Salsabil Baddawi, 16 tahun, dari Gaza menggambarkan peristiwa mengerikan yang dialaminya saat mengungsi: “Setelah dimulainya serangan darat di Jalur Gaza sekitar satu minggu atau lebih, tentara Israel mulai membom lingkungan tempat kami tinggal dengan bom pembakar. Ibu saya menyuruh saya pergi ke selatan bersama para tetangga, dan saudara laki-laki saya Zakaria mengatakan kepada saya bahwa dia akan mengikuti saya, tetapi dia menjadi syahid, begitu pula saudara laki-laki saya Yusuf yang terluka di bagian kaki dan kakinya.”
Dia menambahkan, “Saya berkencan dengan tetangga kami 'keluarga Al Amarin', dan saya tidak tahu apa-apa tentang keluarga saya sampai sekarang, dan tidak ada komunikasi di antara kami. Ketika saya sedang mengungsi bersama tetangga kami dari Gaza utara melalui jalur yang aman, ada banyak mayat syahid tergeletak di tanah, dan saya melewati mereka dan tanpa sengaja menginjak kepala seorang syahid. Semoga Tuhan mengampuni saya. Saya berpisah dari tetangga kami, melihat tank di depan saya, dan tentara Israel membunuh orang di sebelah saya. Setelah saya berpisah dari mereka dan melewati pos pemeriksaan, saya menemukan mereka, dan merekalah yang membawa saya ke sini ke Rafah.”
Kematian karena kelaparan
Anak-anak di Gaza hidup dalam kondisi yang memprihatinkan, dimana mereka menghadapi risiko kematian akibat kelaparan.
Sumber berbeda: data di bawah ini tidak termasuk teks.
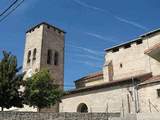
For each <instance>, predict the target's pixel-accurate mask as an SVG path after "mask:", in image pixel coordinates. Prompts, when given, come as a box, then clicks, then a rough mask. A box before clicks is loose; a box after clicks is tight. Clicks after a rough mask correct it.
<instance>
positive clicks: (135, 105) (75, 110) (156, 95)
mask: <svg viewBox="0 0 160 120" xmlns="http://www.w3.org/2000/svg"><path fill="white" fill-rule="evenodd" d="M64 38H65V32H64V31H63V30H61V29H59V28H57V27H55V26H52V25H49V24H48V23H45V22H43V23H40V24H38V25H36V26H34V27H32V28H31V29H29V30H28V31H27V32H26V43H25V50H24V62H23V72H26V75H25V78H27V77H31V76H32V74H34V73H36V72H38V71H39V70H40V69H43V68H48V69H49V71H50V72H51V74H52V75H53V77H54V79H55V80H54V81H53V82H54V83H55V84H58V85H60V86H61V89H63V86H64V46H65V43H64ZM105 52H106V53H105V57H104V59H105V60H104V65H103V67H102V71H99V72H96V73H92V74H89V75H87V76H84V77H83V78H80V79H78V80H76V81H75V86H76V88H75V89H73V90H69V91H66V94H65V96H64V97H63V98H62V102H61V103H59V104H57V105H55V106H53V107H51V108H49V109H44V110H43V111H45V112H108V113H119V114H121V115H124V114H128V113H138V112H143V113H145V112H159V111H160V29H157V30H154V31H151V32H148V33H145V34H143V35H140V36H139V37H138V38H136V39H134V40H132V41H129V42H126V43H122V44H120V45H116V46H113V47H111V48H107V49H106V50H105ZM11 110H17V109H14V108H13V109H11ZM18 111H36V109H32V108H28V107H25V108H23V109H18Z"/></svg>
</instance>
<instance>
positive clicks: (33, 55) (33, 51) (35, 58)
mask: <svg viewBox="0 0 160 120" xmlns="http://www.w3.org/2000/svg"><path fill="white" fill-rule="evenodd" d="M36 53H37V49H36V48H35V49H34V50H33V60H36Z"/></svg>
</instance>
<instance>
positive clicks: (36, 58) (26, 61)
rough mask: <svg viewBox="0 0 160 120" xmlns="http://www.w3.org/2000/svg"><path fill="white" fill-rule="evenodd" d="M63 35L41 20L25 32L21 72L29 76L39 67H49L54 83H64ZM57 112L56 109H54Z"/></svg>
mask: <svg viewBox="0 0 160 120" xmlns="http://www.w3.org/2000/svg"><path fill="white" fill-rule="evenodd" d="M64 36H65V32H64V31H63V30H61V29H59V28H57V27H55V26H52V25H49V24H48V23H45V22H42V23H40V24H38V25H36V26H34V27H32V28H31V29H29V30H28V31H27V32H26V43H25V50H24V62H23V72H26V75H25V77H24V78H27V77H31V76H32V74H34V73H36V72H38V71H39V70H40V69H43V68H47V69H49V71H50V73H51V75H52V77H53V78H54V81H53V82H54V84H58V85H60V87H61V88H62V89H63V84H64ZM56 112H57V110H56Z"/></svg>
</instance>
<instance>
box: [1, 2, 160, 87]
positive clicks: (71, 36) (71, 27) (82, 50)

Laporan terbaru dari Klasifikasi Fase Terpadu untuk Ketahanan Pangan (IPC) menunjukkan tingkat kerawanan pangan yang parah di Jalur Gaza.
Laporan tersebut menegaskan bahwa seluruh penduduk Gaza sedang mengalami krisis atau tingkat kerawanan pangan akut yang lebih parah, dan banyak orang dewasa yang kelaparan agar anak-anak dapat makan.
Menurut pernyataan tersebut, anak-anak merupakan kelompok yang paling rentan terhadap risiko kematian akibat kekurangan gizi dan penyebaran penyakit menular seperti kudis, kutu rambut, penyakit yang ditularkan melalui air, dan ruam kulit. Lebih dari seribu kasus infeksi saluran pernafasan akut telah tercatat.
Penyakit-penyakit ini menyebar ketika infrastruktur dan layanan dasar air dan sanitasi rusak. Bahaya ini terjadi ketika sistem layanan kesehatan di Gaza berada di ambang kehancuran total, dengan anak-anak di bawah usia lima tahun, yang jumlahnya mencapai 335.000 jiwa, khususnya berada dalam risiko.
Lebih dari 80% anak-anak menderita gizi buruk yang parah, dan informasi menunjukkan bahwa tingkat wasting pada anak-anak telah meningkat secara signifikan dibandingkan dengan kondisi sebelum krisis, dan berdampak pada ribuan anak. Wasting adalah salah satu gejala malnutrisi paling berbahaya yang mengancam kehidupan anak-anak, menurut pernyataan tersebut.
Hilangnya dukungan dan perhatian
Anak-anak terutama bergantung pada dukungan dan perhatian orang dewasa di sekitar mereka, yang telah terputus secara tiba-tiba bagi ribuan dari mereka karena kehilangan pengasuh mereka, atau bahkan karena ketidakhadiran emosional orang tua sebagai akibat dari perubahan diri yang alami. lingkungan yang dikenakan. ketakutan, ketegangan, dan fokus pada naluri bertahan hidup dan perlindungan.
Organisasi hak asasi manusia telah menyatakan: “Anak-anak yang lolos dari kematian dalam serangan pendudukan Israel tidak akan lolos dari kehancuran dan menyaksikan kematian dan kengerian akibat pemboman yang menargetkan rumah persembunyian, sekolah, masjid, rumah sakit, dan bahkan fasilitas kesehatan.”
Mengingat keadaan sulit di Jalur Gaza, dan karena banyaknya pencari nafkah keluarga yang mengungsi dan hilang, banyak anak terpaksa bekerja dengan menjual barang di pasar atau mengumpulkan kayu bakar dan membawa air untuk memenuhi kebutuhan minimum untuk kelangsungan hidup mereka. dan mungkin bagi keluarga mereka yang tidak mempunyai pencari nafkah.